Anais blinked at her stepmother.  “No, really,” she said, clambering up onto the couch beside her.  “His name is Jak an’ he comes in my room and tries to play with my toys.  He’s the one who keeps knocking my knife down.”

At the mention of the knife, Astoreth did raise an eyebrow at the child.  “Again?” she asked.  “I thought your father put that out of reach.”

“He did,” Anais confirmed.  “But Jak knocked it down again.”

At this point something about the words troll, knife and in my room seemed to sink in, and Astoreth put her sewing down.  “Tell me again what’s going on?”

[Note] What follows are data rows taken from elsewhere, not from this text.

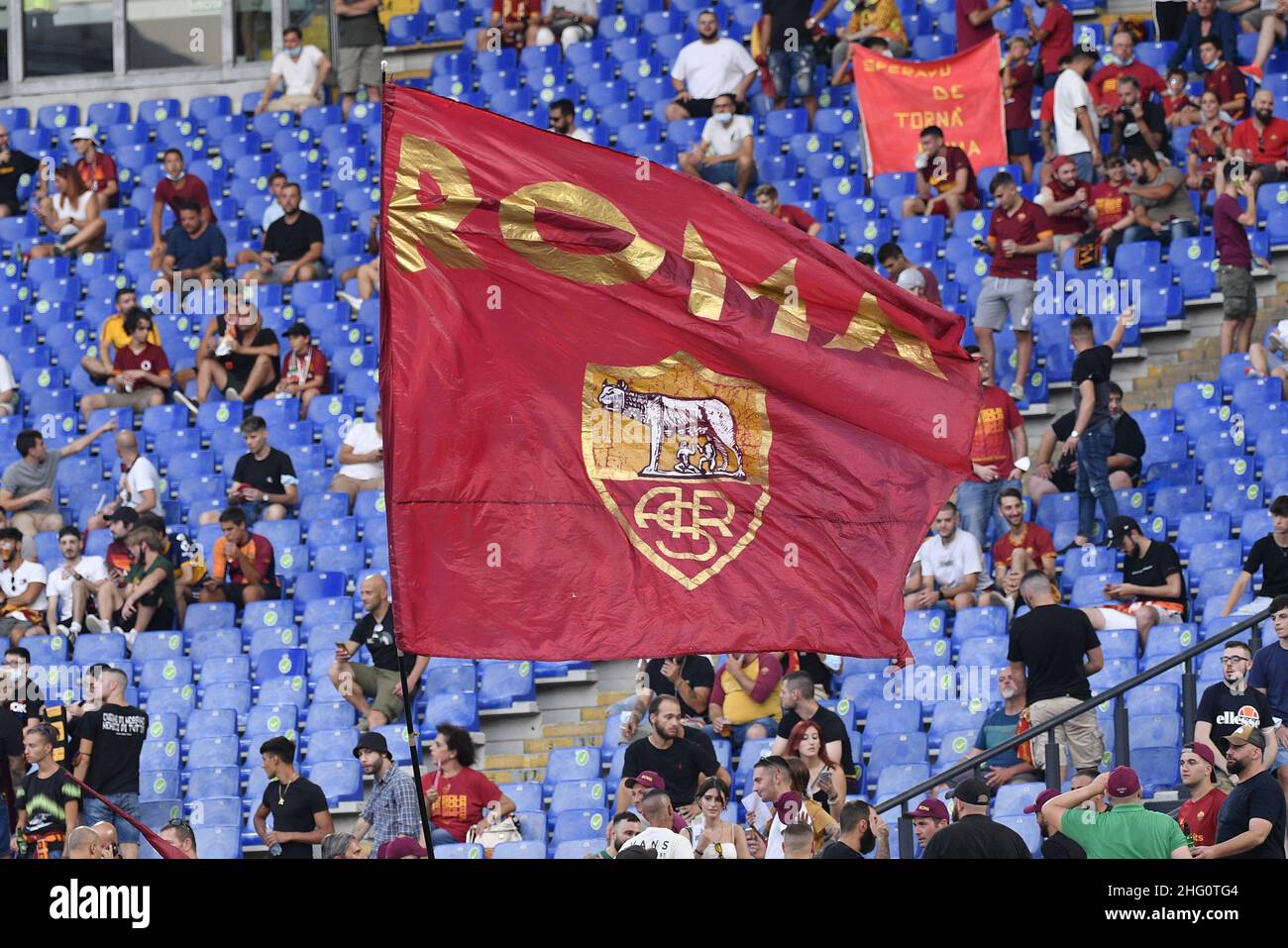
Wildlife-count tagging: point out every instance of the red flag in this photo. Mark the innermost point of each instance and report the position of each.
(631, 415)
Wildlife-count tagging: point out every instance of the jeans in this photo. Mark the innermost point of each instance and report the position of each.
(1094, 449)
(977, 502)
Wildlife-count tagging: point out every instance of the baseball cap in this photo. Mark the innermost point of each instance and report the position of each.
(649, 780)
(971, 791)
(932, 809)
(1124, 782)
(1247, 734)
(1035, 806)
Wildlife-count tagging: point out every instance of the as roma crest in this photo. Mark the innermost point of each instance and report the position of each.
(681, 458)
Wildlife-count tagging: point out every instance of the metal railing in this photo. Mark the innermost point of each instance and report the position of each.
(1122, 747)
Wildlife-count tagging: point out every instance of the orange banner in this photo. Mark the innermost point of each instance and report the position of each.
(961, 94)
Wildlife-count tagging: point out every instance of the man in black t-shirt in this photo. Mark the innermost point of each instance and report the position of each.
(297, 805)
(111, 738)
(682, 763)
(1153, 587)
(1047, 647)
(382, 678)
(292, 247)
(1270, 557)
(1231, 704)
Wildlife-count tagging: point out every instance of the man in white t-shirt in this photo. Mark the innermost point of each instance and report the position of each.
(1074, 114)
(952, 569)
(138, 484)
(303, 68)
(362, 460)
(22, 586)
(707, 67)
(72, 584)
(724, 155)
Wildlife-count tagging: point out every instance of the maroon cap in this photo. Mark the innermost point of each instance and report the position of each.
(1124, 782)
(931, 809)
(649, 780)
(1042, 800)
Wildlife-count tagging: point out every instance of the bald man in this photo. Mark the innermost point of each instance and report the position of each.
(382, 678)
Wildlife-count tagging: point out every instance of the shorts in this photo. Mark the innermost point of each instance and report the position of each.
(784, 65)
(360, 65)
(97, 811)
(378, 683)
(1003, 296)
(1239, 292)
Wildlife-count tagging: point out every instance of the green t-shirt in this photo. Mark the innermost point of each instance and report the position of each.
(1128, 831)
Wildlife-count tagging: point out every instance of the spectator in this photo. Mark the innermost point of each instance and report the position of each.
(13, 166)
(709, 65)
(767, 198)
(945, 180)
(111, 738)
(724, 155)
(362, 44)
(566, 21)
(1001, 725)
(292, 245)
(1125, 463)
(712, 836)
(301, 68)
(27, 485)
(745, 699)
(1210, 140)
(1018, 82)
(393, 807)
(297, 805)
(919, 281)
(666, 750)
(176, 191)
(1234, 252)
(800, 707)
(72, 215)
(1206, 20)
(1124, 62)
(660, 835)
(1072, 108)
(563, 121)
(95, 168)
(789, 26)
(975, 22)
(1018, 232)
(265, 483)
(1250, 822)
(1155, 592)
(951, 569)
(243, 567)
(1223, 78)
(237, 356)
(1068, 204)
(1198, 815)
(1229, 704)
(1047, 646)
(927, 818)
(141, 372)
(460, 798)
(1055, 845)
(22, 584)
(304, 369)
(362, 460)
(861, 832)
(974, 835)
(72, 584)
(1054, 38)
(376, 689)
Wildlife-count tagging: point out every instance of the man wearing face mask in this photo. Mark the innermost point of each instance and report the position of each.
(301, 68)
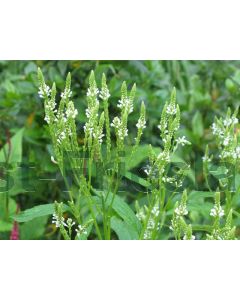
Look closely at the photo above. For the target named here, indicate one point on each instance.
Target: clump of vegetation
(118, 166)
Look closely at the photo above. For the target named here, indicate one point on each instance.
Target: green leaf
(196, 195)
(33, 229)
(122, 209)
(126, 213)
(16, 149)
(137, 179)
(5, 226)
(37, 211)
(197, 124)
(123, 230)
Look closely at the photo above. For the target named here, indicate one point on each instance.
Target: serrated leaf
(15, 150)
(37, 211)
(123, 230)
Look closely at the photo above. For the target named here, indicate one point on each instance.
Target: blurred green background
(204, 89)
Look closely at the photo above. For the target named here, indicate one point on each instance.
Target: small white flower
(217, 211)
(53, 160)
(182, 141)
(126, 104)
(92, 92)
(66, 94)
(141, 124)
(58, 221)
(171, 109)
(71, 112)
(206, 159)
(44, 91)
(164, 156)
(140, 215)
(181, 210)
(192, 237)
(70, 222)
(226, 140)
(81, 230)
(104, 94)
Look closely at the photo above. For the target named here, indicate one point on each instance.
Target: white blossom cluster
(81, 230)
(181, 210)
(141, 124)
(67, 93)
(217, 211)
(206, 158)
(104, 94)
(92, 92)
(58, 221)
(186, 238)
(125, 103)
(226, 137)
(70, 223)
(171, 109)
(121, 130)
(164, 156)
(97, 134)
(182, 141)
(44, 91)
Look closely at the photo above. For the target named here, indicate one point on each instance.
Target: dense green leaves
(37, 211)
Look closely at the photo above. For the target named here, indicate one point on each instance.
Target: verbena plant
(96, 159)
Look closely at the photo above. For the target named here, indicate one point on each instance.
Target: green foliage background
(204, 89)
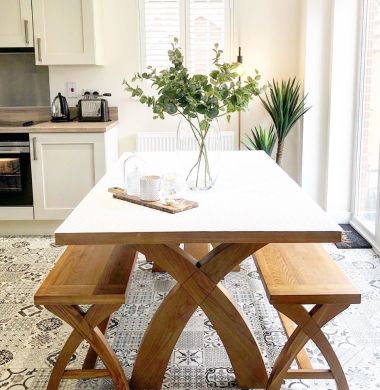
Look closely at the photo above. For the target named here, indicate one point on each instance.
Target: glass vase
(198, 147)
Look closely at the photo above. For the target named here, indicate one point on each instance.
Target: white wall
(331, 55)
(269, 32)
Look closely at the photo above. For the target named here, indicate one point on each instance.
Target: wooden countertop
(62, 127)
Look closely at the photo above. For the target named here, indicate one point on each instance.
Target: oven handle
(14, 150)
(34, 148)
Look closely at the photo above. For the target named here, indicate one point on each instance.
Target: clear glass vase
(198, 148)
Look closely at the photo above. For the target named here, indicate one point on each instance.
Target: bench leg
(91, 357)
(85, 327)
(309, 328)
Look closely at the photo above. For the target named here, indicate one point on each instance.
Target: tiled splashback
(22, 82)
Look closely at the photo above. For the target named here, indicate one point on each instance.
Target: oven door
(15, 177)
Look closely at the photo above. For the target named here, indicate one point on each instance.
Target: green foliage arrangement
(198, 98)
(285, 107)
(195, 97)
(261, 139)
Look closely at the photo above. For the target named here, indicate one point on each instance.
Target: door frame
(372, 238)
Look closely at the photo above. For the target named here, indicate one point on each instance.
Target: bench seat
(99, 276)
(304, 274)
(295, 275)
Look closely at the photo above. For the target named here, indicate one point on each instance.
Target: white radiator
(166, 142)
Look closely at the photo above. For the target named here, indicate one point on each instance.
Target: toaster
(93, 108)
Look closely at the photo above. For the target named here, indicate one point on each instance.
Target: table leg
(198, 285)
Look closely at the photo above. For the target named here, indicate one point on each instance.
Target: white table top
(253, 201)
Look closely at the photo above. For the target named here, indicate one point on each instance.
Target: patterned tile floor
(31, 338)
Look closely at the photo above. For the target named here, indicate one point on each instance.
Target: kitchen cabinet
(68, 32)
(16, 23)
(65, 166)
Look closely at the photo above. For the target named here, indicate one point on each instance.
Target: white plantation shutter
(161, 23)
(199, 24)
(206, 26)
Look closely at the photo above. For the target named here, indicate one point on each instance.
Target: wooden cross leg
(85, 327)
(309, 328)
(198, 285)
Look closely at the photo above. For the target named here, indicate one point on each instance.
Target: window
(367, 191)
(198, 24)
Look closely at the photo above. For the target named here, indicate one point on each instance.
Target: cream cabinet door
(67, 32)
(16, 23)
(64, 169)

Anais took a deep breath.  “There’s a troll named Jak an’ he comes into my room an’ plays with my toys an’ he especially likes the knife Daddy’s friend Miss Pipiltin gave me but I think he’s in trouble ’cause he never stays long an’ he always disappears ‘fore I can talk to him for long an’ he asked me for help but I don’t know how to help him and I was hoping you knew.”

Astoreth sat back, a bit blown away by the torrent of information.  “He’s… he comes into your room?  How?”

“Dunno,” she shrugged.  “I just wake up and he’s there.”

“And he’s a — a troll?” Astoreth confirmed.  “Like… like Mister Do’xian?”

Anais shook her head again.  “He’s a kid, like me.  He didn’t even know that elves don’t have tusks.”  She shifted.  “He doesn’t like light.  He only comes at night and only when there’s no moonlight.”

Astoreth frowned.  “Are you certain, Anais?  It might have just been a dream.”

“No,” Anais insisted.  “It wasn’t a dream, it was real.  I could see him!”

“Sometimes dreams can seem very real.”

“But it happened –”

“And they can happen several nights in a row.”

“But my stuff got moved!”

“It could have been one of the cats.  Or Ithruiel.”

“But Mommy Ast –!”

Mommy Ast smiled sweetly, in that way she did when she was bringing discussion to a close.  “I know it was probably very vivid, darling, but really now –”

Anais waved her hands in desperation.  “Mommy Ast, Jak thinks he’s dead!  But he can’t be dead, right?  People go away when they’re dead an’ they never come back.  Right?  An’ I like him an’ I want to help him an’ he can’t be dead.”

Astoreth stopped, and stared at the child for a long moment.

“I… think we need to talk to your father,” she finally said.